Voilà pour l’aspect positif, car il faut bien pointer quelques bémols, cela fait partie du job. Je trouve cela trop « classique » , trop « tradi », et tout simplement ce n’est pas dans ce genre de littérature que je me sens le mieux, encore une fois cela n’engage que moi, j’avance avec des pincettes. D’une certaine manière ça sent le réchauffé, le lieu-commun, le film vu et revu, mais cela vient de la bouche d’un fan de Superman et de Pirates des Caraïbes qui se méfie toujours du chef d’œuvre estampillé « chef d’œuvre » alors tout est relatif. Néanmoins le jeu est bien joué, les mots se fondent bien dans le texte sans en ralentir la progression. Pour ma part je dirais qu’il manque peut-être ce petit quelque chose d’infime qui fait que le tout me parle. Néanmoins le plaisir de la lecture était au rendez-vous, rien à redire.

Anonymous said...

J'oubliais: j'aime beaucoup la photo! C'est d'ailleurs marrant que sans nous consulter on est plus ou moins pensé à la même chose pour illustrer notre texte. Il y a définitivement une connection !
PS: Pourquoi ne pas tous repartir de ton idée et se lancer dans un nouvel exercice d'écriture afin d'illustrer chacun à notre façon ton histoire ? Suggestion, suggestion...

Anonymous said...

Ou encore (décidemment), que l'un de nous écrive un/quelques paragraphe(s) et les autres continuent l'aventure ? A voir Messieurs, à voir !

Le Collectif said...

Salut

Je préfère ne pas lire le commentaire de Flo pour éviter les influences.

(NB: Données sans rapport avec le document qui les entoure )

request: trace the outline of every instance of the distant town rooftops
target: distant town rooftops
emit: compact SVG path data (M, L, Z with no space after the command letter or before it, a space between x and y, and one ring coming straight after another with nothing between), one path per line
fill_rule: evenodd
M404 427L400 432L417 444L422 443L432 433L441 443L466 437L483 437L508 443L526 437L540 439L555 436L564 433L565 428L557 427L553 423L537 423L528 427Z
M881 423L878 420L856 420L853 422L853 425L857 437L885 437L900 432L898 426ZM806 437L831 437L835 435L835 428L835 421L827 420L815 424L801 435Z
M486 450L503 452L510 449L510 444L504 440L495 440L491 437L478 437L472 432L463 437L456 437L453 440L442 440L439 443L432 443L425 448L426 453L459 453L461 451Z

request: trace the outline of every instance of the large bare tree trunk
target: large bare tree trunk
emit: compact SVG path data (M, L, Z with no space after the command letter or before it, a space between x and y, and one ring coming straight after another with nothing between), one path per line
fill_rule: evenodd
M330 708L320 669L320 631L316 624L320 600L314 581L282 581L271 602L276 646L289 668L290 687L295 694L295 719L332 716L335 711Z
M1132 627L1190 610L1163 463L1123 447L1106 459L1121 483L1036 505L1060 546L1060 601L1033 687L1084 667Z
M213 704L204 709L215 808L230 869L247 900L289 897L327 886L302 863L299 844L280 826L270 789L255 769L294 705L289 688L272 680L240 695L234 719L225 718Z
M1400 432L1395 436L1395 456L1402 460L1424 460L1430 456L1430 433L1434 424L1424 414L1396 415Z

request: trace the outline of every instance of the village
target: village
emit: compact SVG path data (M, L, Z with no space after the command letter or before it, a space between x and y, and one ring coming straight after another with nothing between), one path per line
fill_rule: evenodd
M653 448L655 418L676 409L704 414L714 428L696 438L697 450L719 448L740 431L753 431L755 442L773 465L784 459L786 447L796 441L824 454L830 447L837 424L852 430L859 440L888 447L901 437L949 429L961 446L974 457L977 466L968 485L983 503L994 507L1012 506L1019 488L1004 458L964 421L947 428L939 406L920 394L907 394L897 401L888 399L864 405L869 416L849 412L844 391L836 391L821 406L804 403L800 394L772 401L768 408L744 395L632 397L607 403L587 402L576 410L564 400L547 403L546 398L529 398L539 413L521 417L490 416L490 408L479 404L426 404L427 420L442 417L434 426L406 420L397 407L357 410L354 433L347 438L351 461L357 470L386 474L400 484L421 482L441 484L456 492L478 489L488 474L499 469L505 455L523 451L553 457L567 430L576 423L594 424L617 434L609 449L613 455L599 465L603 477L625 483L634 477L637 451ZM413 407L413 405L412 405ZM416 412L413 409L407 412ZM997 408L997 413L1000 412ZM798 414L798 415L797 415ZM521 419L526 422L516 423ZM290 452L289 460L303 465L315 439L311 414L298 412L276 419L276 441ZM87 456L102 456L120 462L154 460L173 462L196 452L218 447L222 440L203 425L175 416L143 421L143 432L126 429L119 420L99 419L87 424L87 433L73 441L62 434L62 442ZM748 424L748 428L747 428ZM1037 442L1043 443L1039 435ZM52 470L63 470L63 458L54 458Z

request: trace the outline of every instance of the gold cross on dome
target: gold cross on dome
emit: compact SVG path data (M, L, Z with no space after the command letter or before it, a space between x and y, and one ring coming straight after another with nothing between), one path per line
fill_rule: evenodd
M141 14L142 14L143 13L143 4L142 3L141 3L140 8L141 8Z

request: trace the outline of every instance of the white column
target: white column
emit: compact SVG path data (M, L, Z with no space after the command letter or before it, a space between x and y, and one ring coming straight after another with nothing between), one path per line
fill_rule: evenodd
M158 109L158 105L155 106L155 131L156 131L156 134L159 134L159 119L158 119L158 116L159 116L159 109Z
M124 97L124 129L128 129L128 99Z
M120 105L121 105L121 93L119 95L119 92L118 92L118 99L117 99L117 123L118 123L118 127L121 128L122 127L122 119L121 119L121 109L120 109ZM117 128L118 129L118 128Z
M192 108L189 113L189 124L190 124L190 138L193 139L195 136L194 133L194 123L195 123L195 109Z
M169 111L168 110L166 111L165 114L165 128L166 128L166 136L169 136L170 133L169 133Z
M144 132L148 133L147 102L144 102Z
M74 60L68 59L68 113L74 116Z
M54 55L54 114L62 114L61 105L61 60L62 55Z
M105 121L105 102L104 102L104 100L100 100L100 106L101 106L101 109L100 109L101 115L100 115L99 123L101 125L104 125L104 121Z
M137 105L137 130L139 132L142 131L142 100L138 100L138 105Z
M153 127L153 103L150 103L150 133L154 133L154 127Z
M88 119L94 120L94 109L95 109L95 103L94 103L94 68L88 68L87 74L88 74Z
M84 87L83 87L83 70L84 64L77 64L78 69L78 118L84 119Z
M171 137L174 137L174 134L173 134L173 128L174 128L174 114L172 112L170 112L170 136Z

Bien écrit. Bô écrit. J'ai l'impression - est-ce une réalité? - de souvent retrouver cette forme de dialogue à un tiers indéfini. On dirait qu'il s'agit peut-être même d'une muse unique qui se répète?
En as tu pris conscience, ou sais tu bien qui quoi cette muse, pourquoi elle te stimule. C'est pour ta propre réflexion, savoir ou tu en es et pour qui et pour quoi.

Je ne vais pas commenter précisément sur sur les phrases etc. Je le redis, ce style classique est maîtrisé, bon rhythme, flow. Structure début fin ficelée en un joli paquet.

Le texte, bien que libre en suggestivité, n'offre pas tant d'ouvertures la fin venue. Ce qui, j'insiste, ne le rend pas moins riche ou suggestif.

Un style bien connu, mais que j'apprécie pour son sang-froid et son lyrisme.

par endroits - très rarement - tu tombes dans des tournures un peu sophistiques, ou tu relates un concept pré-conçu. "insondable puissance" par ex. Très rare je répète.

Encore: A qui parles tu, et surtout, pourquoi.